In the unsettled atmosphere of a Church rocked to its core by clerical sexual abuse scandals, Catholics, facing a dearth of priestly vocations, anxiously cast about for signs of hope. Until recently, one of those signs has been the Legion of Christ. Spurred on by Pope John Paul II’s demonstrative approval of Father Maciel, the Legion’s founder, the Rome based religious order has made enormous inroads in certain U.S. circles. Founded in Mexico in 1941 by Marciel Maciel Degollado when he was a seminarian, the Legion now claims 500 priests, another 2,500 seminarians, eleven universities and over 150 prep schools worldwide. Legionary priests serve in the United States. The order operates a seminary and novitiate in Connecticut. The lay movement associated with the Legion is called Regnum Christi.

But today the luster surrounding the Legion is showing tarnish. There are skirmishes between Legionaries and lay people over schools. Three U. S. dioceses have forbidden the Legion to operate within their environs: the Diocese of Minneapolis-St. Paul, Archbishop Harry Flynn, Columbus, OH, Bishop Emertius James A. Griffin, and Baton Rouge, LA, Bishop Robert Muench. The Legion and its auxiliary lay movement, Regnum Christi, are coming under fire from former members. They accuse the order of manipulation, mind-control, and subversive tactics that could rise to the level of a cult. Former Legionaries and Regnum Christi members have formed a network, ReGain. Through ReGain’s web site, which features news articles and personal testimonies, members say they seek to inform the public of the true nature of the Legion’s policies and practices as well as to provide healing and reintegration for those psychologically damaged by the order. (www.regainnetwork.org) The most explosive situation for the Legion of Christ, however, is the charges made by a number of former Legionary priests that Father Maciel sexually abused them for years beginning when they were children in the Legion’s minor seminaries.
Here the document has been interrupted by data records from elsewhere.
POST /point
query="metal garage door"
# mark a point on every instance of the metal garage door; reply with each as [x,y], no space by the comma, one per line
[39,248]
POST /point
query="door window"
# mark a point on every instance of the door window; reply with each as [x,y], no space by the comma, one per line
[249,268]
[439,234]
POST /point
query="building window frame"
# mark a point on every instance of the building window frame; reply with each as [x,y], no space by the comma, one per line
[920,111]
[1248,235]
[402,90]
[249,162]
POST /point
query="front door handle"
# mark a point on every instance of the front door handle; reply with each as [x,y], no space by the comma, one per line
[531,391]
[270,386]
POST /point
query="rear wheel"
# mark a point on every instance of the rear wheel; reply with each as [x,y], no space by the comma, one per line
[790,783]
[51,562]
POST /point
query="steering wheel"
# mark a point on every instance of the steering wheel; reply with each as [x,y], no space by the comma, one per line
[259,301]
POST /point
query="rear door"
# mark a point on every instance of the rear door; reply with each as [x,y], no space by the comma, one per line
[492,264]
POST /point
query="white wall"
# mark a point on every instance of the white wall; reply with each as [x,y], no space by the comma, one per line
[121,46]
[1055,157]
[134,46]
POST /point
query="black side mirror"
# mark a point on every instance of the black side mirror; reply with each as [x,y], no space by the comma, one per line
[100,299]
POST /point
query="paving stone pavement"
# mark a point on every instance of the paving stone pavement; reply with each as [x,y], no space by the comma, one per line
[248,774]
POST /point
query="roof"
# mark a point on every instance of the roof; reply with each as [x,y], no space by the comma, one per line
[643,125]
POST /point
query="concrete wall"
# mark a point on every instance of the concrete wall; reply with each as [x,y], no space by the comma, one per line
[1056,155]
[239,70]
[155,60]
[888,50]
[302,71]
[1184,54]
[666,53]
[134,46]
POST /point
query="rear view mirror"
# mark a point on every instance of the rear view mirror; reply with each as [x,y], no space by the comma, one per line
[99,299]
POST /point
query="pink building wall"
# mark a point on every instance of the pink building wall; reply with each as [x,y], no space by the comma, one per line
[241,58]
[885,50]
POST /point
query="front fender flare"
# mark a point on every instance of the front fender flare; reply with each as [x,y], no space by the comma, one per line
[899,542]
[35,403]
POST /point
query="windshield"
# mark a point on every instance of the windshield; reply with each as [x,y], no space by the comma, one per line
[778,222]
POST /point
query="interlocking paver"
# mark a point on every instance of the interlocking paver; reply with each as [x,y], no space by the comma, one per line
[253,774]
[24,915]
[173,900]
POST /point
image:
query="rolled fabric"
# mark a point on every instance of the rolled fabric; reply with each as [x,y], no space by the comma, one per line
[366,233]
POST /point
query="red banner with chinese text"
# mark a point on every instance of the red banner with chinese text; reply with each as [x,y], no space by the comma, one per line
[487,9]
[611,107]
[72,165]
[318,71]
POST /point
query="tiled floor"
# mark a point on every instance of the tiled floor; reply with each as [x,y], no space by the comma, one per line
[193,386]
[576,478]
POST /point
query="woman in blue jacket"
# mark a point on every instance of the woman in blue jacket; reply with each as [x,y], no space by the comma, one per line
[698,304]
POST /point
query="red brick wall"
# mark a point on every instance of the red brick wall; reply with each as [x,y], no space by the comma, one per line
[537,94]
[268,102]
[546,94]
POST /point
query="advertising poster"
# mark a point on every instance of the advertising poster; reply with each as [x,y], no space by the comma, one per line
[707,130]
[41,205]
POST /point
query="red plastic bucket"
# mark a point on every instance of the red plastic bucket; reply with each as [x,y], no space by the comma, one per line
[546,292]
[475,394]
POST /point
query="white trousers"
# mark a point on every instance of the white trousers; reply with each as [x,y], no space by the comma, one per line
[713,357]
In the United States, the Legion has operated an almost a subterranean existence in Connecticut since the middle sixties. Very little was known about them until the past ten years. In the early 1990s, a Hartford Courant journalist, George Renner, attempted to interview the Rev. Anthony Bannon, the Legion’s national director for a story on the seminary. Bannon’s unexpected refusal to talk to a journalist peaked Renner’s interest, and he began to look more closely at the order. When Renner wrote an article about the Legion in a March 25, 1996 issue of the Courant, he began receiving phone calls about the secretive Cheshire seminary where “200 young men in black cassocks do preparatory studies for the priesthood before further schooling in Spain and Italy.” After meeting with several former seminarians, all of whom complained of being ensnared in a closed system and subjected to fierce control and brainwashing, Renner wrote more extensively about the Legion’s strange practices.